It’s finally spring, and time to start seeds indoors for your vegetable garden. Of course seedlings are readily bought from a local nursery, an easy way to start a garden. However, growing plants from seeds puts all control into your hands and saves lots of money. You will know which seeds are being planted, and in what kinds of soil and fertilizer. It’s the only safe way to know everything is organic. Plus, your budget will go much further. My kids absolutely love the journey of planting a seed, watching it grow and nurturing it until we have herbs, fruits and vegetables to harvest.
Here are my tips for starting seeds:
Know when to plant seeds—The general rule of thumb is to begin sowing seeds indoors six to eight weeks before the last frost; so planting seeds depends on the climate where you live. Check a sowing calendar, or ask a local gardening social media group or nursery.
Seed pots—I like to plant seeds in recycled household items instead of store-bought plastic trays, soil blocks or pots. Instead of wasting money and creating more trash, I suggest inventing your own seeds pots. It’s easy:
- Old milk or juice cartons—Lay the carton on its side and remove one of the long sides. Make drainage holes in the opposite side. Fill with soil. More than one plant can grow there.
- Egg Cartons—The best part about using egg cartons is that, since they are bio-degradable and compostable, they along with the seedling can be transferred right into the ground/soil/pot. Fill each cell in the carton with soil and plant a few seeds in each one. Once the seeds have sprouted, divide the individual cells, then plant cardboard cells and all.

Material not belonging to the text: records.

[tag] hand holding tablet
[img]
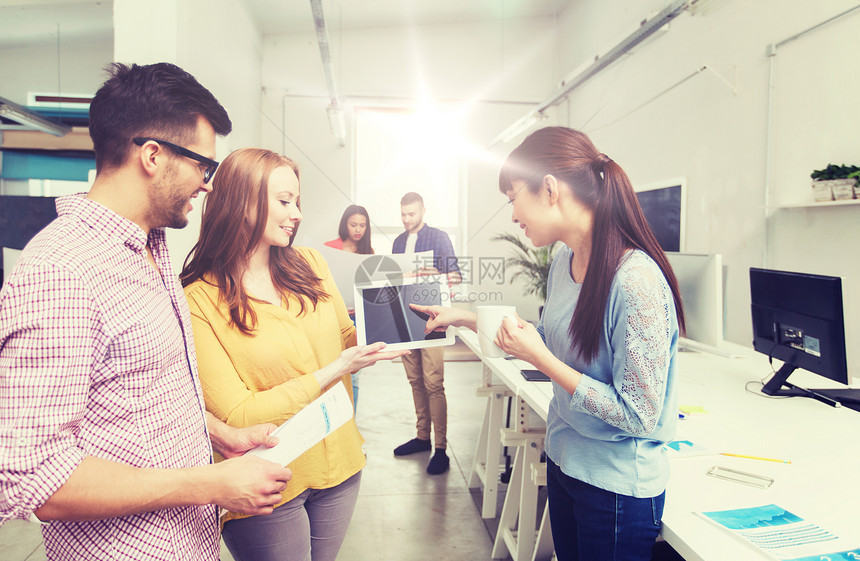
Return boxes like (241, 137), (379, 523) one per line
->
(355, 277), (454, 351)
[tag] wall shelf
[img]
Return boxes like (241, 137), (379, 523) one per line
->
(768, 199), (860, 210)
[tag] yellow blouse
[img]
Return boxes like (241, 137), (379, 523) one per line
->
(185, 248), (365, 521)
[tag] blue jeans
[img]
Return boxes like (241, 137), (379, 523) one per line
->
(546, 458), (666, 561)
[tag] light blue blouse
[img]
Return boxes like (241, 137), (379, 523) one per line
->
(538, 245), (678, 497)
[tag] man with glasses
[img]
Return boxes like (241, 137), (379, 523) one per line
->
(0, 63), (290, 561)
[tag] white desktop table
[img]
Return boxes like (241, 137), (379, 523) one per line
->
(458, 330), (860, 561)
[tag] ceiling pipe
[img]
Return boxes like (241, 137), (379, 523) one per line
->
(311, 0), (346, 146)
(490, 0), (702, 146)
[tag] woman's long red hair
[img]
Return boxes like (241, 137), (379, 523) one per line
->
(179, 148), (329, 334)
(499, 127), (685, 362)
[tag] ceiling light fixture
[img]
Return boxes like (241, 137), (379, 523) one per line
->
(0, 97), (72, 136)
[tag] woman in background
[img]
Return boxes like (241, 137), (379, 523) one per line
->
(181, 148), (403, 561)
(413, 127), (684, 561)
(325, 205), (373, 255)
(325, 201), (373, 406)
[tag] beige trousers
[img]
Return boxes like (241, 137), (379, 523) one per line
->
(402, 347), (448, 449)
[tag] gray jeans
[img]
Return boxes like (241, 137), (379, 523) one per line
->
(223, 472), (361, 561)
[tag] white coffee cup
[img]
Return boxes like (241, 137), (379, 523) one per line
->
(478, 306), (517, 358)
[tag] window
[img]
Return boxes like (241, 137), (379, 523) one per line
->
(354, 108), (465, 252)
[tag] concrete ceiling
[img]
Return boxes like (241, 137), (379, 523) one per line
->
(0, 0), (574, 49)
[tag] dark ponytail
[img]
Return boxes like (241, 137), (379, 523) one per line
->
(499, 127), (684, 362)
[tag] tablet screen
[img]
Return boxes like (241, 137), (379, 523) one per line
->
(355, 277), (454, 350)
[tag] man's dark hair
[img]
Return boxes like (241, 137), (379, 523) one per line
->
(400, 191), (424, 206)
(90, 62), (233, 172)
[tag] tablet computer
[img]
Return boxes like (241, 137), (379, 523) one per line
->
(355, 276), (454, 351)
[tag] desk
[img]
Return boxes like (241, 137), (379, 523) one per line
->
(458, 330), (860, 561)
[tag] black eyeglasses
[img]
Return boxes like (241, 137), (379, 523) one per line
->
(132, 137), (218, 183)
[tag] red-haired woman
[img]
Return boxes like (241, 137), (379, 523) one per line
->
(417, 127), (684, 561)
(181, 148), (403, 561)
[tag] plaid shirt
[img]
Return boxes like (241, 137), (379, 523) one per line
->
(0, 195), (219, 561)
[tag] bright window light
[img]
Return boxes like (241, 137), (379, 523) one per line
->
(355, 108), (466, 229)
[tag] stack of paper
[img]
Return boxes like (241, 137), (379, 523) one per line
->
(248, 382), (353, 466)
(697, 504), (860, 561)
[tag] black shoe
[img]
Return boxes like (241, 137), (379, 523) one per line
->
(427, 448), (449, 475)
(394, 438), (431, 456)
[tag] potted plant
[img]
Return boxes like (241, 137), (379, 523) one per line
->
(492, 232), (556, 313)
(810, 164), (860, 202)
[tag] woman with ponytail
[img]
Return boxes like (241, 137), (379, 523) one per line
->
(412, 127), (684, 561)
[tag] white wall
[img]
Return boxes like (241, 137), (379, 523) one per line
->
(114, 0), (261, 271)
(262, 18), (554, 318)
(528, 0), (860, 358)
(0, 36), (113, 105)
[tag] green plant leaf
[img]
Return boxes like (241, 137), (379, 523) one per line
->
(491, 232), (556, 302)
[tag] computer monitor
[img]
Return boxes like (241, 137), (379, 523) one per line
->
(666, 252), (723, 347)
(634, 177), (687, 251)
(750, 267), (860, 411)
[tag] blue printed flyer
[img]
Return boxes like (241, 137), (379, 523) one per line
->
(698, 504), (860, 561)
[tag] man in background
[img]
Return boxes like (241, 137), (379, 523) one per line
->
(0, 63), (290, 561)
(392, 193), (461, 475)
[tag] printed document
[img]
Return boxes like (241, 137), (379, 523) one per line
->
(248, 382), (353, 466)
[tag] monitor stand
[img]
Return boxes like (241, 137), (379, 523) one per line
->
(761, 363), (860, 412)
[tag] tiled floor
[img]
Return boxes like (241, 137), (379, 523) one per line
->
(0, 349), (504, 561)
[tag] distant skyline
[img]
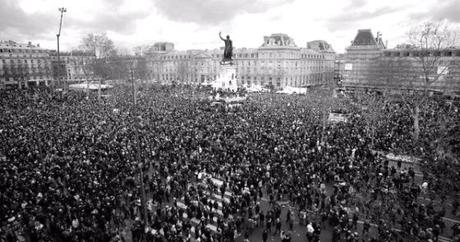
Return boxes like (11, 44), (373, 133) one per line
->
(0, 0), (460, 53)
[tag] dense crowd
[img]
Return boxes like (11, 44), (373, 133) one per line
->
(0, 86), (460, 241)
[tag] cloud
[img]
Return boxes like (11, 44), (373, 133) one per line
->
(326, 6), (401, 31)
(154, 0), (294, 25)
(432, 0), (460, 23)
(0, 0), (57, 38)
(347, 0), (367, 9)
(66, 11), (149, 34)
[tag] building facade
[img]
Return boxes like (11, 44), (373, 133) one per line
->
(48, 50), (96, 83)
(336, 29), (460, 92)
(0, 41), (53, 88)
(146, 34), (335, 89)
(0, 40), (95, 88)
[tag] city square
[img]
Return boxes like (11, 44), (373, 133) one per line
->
(0, 0), (460, 242)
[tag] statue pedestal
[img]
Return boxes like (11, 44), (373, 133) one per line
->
(212, 64), (238, 91)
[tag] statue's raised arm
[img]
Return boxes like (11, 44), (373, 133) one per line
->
(219, 32), (233, 61)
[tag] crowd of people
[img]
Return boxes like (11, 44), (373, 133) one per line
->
(0, 86), (460, 241)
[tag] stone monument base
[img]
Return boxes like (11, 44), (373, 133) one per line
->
(212, 61), (238, 92)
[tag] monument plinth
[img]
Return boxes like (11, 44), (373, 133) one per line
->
(212, 63), (238, 91)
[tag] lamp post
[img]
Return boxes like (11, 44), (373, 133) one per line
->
(56, 8), (67, 88)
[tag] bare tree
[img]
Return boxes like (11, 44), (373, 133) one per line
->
(401, 22), (457, 141)
(79, 33), (116, 58)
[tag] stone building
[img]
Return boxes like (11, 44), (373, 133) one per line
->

- Paper Rolls—Everyone uses toilet paper, and the little paper tubes are the perfect size for seed planting. All you have to do is cut your toilet paper rolls in half, then place them all tightly on a tray and fill with soil. Since the bottoms are open, they already have a natural way to drain water. When the time is right, plant them outside, toilet paper roll and all. Just like the egg cartons, they will compost, and the plants will be off to a great start already.

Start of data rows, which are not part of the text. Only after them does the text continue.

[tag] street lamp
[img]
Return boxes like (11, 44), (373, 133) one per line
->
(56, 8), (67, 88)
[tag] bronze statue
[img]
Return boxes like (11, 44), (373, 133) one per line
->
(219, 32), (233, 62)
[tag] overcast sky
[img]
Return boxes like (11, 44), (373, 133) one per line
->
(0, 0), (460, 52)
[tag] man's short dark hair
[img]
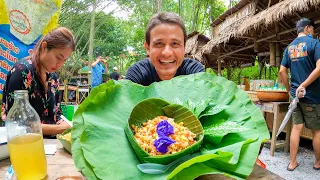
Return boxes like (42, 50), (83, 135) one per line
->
(296, 18), (316, 34)
(146, 12), (187, 45)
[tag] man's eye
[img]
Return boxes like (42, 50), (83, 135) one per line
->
(172, 42), (180, 47)
(154, 42), (163, 46)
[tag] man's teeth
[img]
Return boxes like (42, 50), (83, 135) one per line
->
(160, 61), (175, 64)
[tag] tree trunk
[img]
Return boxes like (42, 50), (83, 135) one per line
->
(88, 0), (96, 85)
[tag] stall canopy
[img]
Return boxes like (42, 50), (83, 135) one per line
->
(199, 0), (320, 71)
(185, 31), (210, 64)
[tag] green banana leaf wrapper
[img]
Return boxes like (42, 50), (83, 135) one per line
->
(72, 73), (270, 180)
(125, 98), (203, 164)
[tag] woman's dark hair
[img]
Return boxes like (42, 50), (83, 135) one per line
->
(146, 12), (187, 45)
(296, 18), (316, 34)
(27, 27), (76, 85)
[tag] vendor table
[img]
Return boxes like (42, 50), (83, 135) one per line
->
(257, 102), (292, 156)
(0, 139), (283, 180)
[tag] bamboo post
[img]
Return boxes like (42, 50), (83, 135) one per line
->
(269, 42), (276, 66)
(218, 58), (221, 76)
(275, 24), (281, 68)
(253, 34), (259, 53)
(227, 63), (231, 80)
(88, 0), (96, 85)
(276, 43), (281, 68)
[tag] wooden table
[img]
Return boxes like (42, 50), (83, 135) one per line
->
(257, 102), (292, 156)
(0, 139), (283, 180)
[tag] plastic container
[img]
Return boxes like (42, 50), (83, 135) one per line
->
(6, 90), (47, 179)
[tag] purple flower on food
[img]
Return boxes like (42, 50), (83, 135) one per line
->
(157, 120), (174, 136)
(153, 136), (175, 154)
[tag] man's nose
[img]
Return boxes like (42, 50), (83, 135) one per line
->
(162, 45), (173, 56)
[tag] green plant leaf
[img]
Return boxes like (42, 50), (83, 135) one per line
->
(72, 73), (270, 179)
(125, 98), (203, 164)
(199, 103), (228, 118)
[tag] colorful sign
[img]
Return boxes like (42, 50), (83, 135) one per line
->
(0, 0), (62, 95)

Soil—Never use soil from your garden when planting seeds because seeds need well fertilized, moist soil to ensure the most nutrient-rich environment. Instead, use new seed starting mix made for growing seedlings.
Plant your seeds at about double the depth of their own size.
Keep soil moist because, as the soil dries out, it is likely that the seeds will not germinate. Seeds can take between five and 21 days to germinate. Make sure they get enough direct sunlight by putting them in a place where they will get direct sunlight at least six hours a day.
Invest in a grow light—If you don’t have good light indoors, it’s common to supplement with grow lights. They are great for seedlings, ensuring they will grow healthy and strong.
Feed them compost—Once plants have developed more than 2 leaves, feed them organic matter like a compost. This time is exciting but also requires patience, as the next few weeks are needed for your plants to become stronger and grow, a crucial phase before transplanting them into their summer homes.
When you’re sure the last frost date has passed, it is time to transplant your seedlings into the garden. Happy gardening!